Now the worst thing I fear is that Bernie will recommit to supporting Biden against Trump, as he has promised to do and did with Clinton in 2016, while not offering any substantial near-term or long-term alternative to the Democratic Party. This is especially discouraging since Bernie will certainly not be able to run for president again, and no other serious left-wing candidate with his decades-long record and extraordinary political talents will be able to run for president again for at least a decade.

8. Bernie said today (April 8)  that he dropped out because he has no path to winning the nomination by accumulating a majority of delegates, and because a losing campaign distracts from coronavirus response. I think this is a poor explanation. His campaign apparatus, even as it has become clear he can’t win, has already become the best tool we have to fight both Trumpism and neoliberalism, and therefore the best tool we have to organize for a worker-centered Covid-19 bailout. Why? First, this is true because of the enormous amount of ideological and organizational groundwork Bernie’s campaign and the movements who support him have laid for Medicare for All and opposition to austerity and privatization. Second, Bernie has continued to use his platform to agitate for demands around coronavirus while actively fighting for legislation and amendments in Congress like the unemployment benefits he won through a hard fight on the floor of the Senate. It’s unlikely he would have had such success had he not also had such a large movement and well-funded independent political organization (his presidential campaign) backing him. 

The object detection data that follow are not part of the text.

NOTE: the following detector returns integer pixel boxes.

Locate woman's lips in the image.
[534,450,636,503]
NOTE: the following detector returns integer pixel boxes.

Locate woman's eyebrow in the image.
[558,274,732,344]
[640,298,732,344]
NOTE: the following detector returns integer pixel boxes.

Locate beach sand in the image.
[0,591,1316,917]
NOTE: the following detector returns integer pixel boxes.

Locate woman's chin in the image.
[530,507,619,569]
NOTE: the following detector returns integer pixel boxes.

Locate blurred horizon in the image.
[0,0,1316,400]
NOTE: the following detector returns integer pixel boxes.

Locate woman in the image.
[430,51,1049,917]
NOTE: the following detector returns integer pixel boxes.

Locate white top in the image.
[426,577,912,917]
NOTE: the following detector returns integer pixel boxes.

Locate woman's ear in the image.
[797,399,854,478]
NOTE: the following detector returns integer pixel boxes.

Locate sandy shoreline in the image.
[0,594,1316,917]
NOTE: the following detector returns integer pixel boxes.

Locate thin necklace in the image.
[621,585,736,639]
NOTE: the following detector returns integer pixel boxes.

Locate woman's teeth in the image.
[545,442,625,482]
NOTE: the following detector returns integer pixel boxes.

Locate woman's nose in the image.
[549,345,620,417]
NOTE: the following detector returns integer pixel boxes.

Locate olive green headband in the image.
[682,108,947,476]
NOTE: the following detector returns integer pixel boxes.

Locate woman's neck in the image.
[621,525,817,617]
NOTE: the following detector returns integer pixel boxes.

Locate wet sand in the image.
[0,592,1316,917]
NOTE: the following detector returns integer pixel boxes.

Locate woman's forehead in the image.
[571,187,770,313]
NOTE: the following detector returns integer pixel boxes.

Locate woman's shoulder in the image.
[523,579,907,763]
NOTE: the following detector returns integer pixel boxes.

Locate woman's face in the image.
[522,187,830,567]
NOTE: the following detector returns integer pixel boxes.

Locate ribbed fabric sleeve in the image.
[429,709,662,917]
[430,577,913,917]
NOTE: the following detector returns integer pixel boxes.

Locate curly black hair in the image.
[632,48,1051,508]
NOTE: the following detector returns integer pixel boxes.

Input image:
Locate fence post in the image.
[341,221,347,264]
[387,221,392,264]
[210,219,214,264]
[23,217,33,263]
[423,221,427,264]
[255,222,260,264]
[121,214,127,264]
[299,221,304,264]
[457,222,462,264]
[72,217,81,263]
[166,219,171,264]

And third, speaking of his campaign organization, it’s the only nationwide working-class political organization, funded with millions of dollars by millions of worker-donors, with hundreds of staff and at least tens of thousands of activists, completely independent of the Democratic Party establishment and their hangers-on. Besides Bernie’s 2020 campaign, there is no other organization that can cohere these activists, leftwing unions, prominent leftwing leaders like Alexandria Ocasio-Cortez and Nina Turner, activist organizations like Sunrise Movement, and a long list of celebrity backers like Cardi B and Rob Delaney. And Bernie has been using this massive infrastructure to directly support workplace organizing during the COVID crisis (e.g. demanding workers at Amazon get higher pay) and other movement activism. This organization is the closest thing that the working class has had to its own national mass party in at least several generations. If the disappointing Our Revolution is any hint of what to expect in terms of organization after his campaign organization is dismantled, we will be left without this incredible organization. And by keeping his campaign going, he can still force the political establishment to reckon with his ideas, since he would have yet to have endorsed Biden — and thus given away all his bargaining chips as a left-wing leader. Of course, this leverage has been reduced since the onset of social distancing and a new “Bernie blackout” has started in the media, but it’s still far more than what I fear he will have once he withdraws. Without Bernie’s campaign continuing on as it has, our side will be even weaker as we fight against trillions in bailouts to corporations while thousands of poor people die every day and millions are put out of work.

9. To continue organizing and fighting at the scale and depth necessary, we need Bernie to convert his now-suspended campaign into a permanent national political organization. Socialists, Bernie supporters, leftwing unions, and other organizations and prominent figures that supported Bernie should be calling on Bernie to do this ASAP, before he gives away all his bargaining chips and dismantles this incredible, historic infrastructure for good.

If Bernie himself won’t do this, then the organizations and leaders that comprise the broader movement, including DSA, should come together and quickly begin discussions on how to — to the best of our combined ability — recreate important parts of Bernie’s campaign, including the networks of union members and college students, the incredible media apparatus (Hear the Bern, the video and social media team), and fundraising operations.